There I sat. 15 year old girl forced by the school to endure this joke called "counseling" Oh no...they could not have a young lady who's mom just bought the farm running around the High School willy nilly. This girl needs help....and the great school of South was going to give it to me, whether I wanted it or not.

I was pissed when my Dad tenderly broached the subject of the school wanting to counsel me. "Maybe you can talk about Mom? It will be good for you." So said the man who much rather drown his sorrows at bars every night instead of actually talking to a professional. "piiiishh"...men

So there I sat, awkwardly across from this professional who professed she would guide me through this difficult time. She would be there for me...a safe place to fall. I could open up about my Mom's death. "Just release all the pain" she said in a sullen, mono-toned voice.

Open up. I wanted to do that. I didn't want to burden my friends. I figured I might as well use this free counselor to my advantage. She's a professional. She will...guide me.

"How does this work?" I was hesitant but relieved to unload.

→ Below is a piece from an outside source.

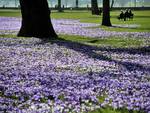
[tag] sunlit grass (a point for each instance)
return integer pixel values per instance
(141, 18)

"Just start by telling me about your mom...or how you feel about her death." Dr. Ihatemyjob Counselor sighed


"O.K."


"well"


"They stapled my moms eye lids closed."


"umm, what?"

"yeah...STAPLED. I could see the staples. I know dead people sometimes have reflexes & their little dead eyes spring open so they have to glue them closed. But really? Stapled? They didn't even have the talent to cover the staples. Like...glue on some eyelashes man. Cover that up!"









"Well....I see. How did that make you feel?"


"Like....mad. Don't EVEN get me started about the fact that they painted her eyelids purple. My dead mom looked like a hooker that was trying to hard!"



"Well.....I see. So let's now talk about your future. Where do you want to go to college."


"College? Ummm, I'm only 15. I...don't... want to go to college. Do we have to talk about this now. College stresses me out. I'm only a sophomore."



"Well dear, It's never to early to start thinking about college. I have your grades right here. Lets talk about college"


And that my friends....was all the counseling I got about my moms death.

She died this month 22 years ago. I have written down little tid bits about my moms death in my little pink journal. But never have I dived head first in the story of her death. So I figured I have a blog....might as well reveal how disturbed I really am.

Hey, don't you judge me! You would have never had to deal with this if Dr. Counselor Hack had done her job!

So sit back kids and enjoy....my twisted teen hood. It will be fun...no really!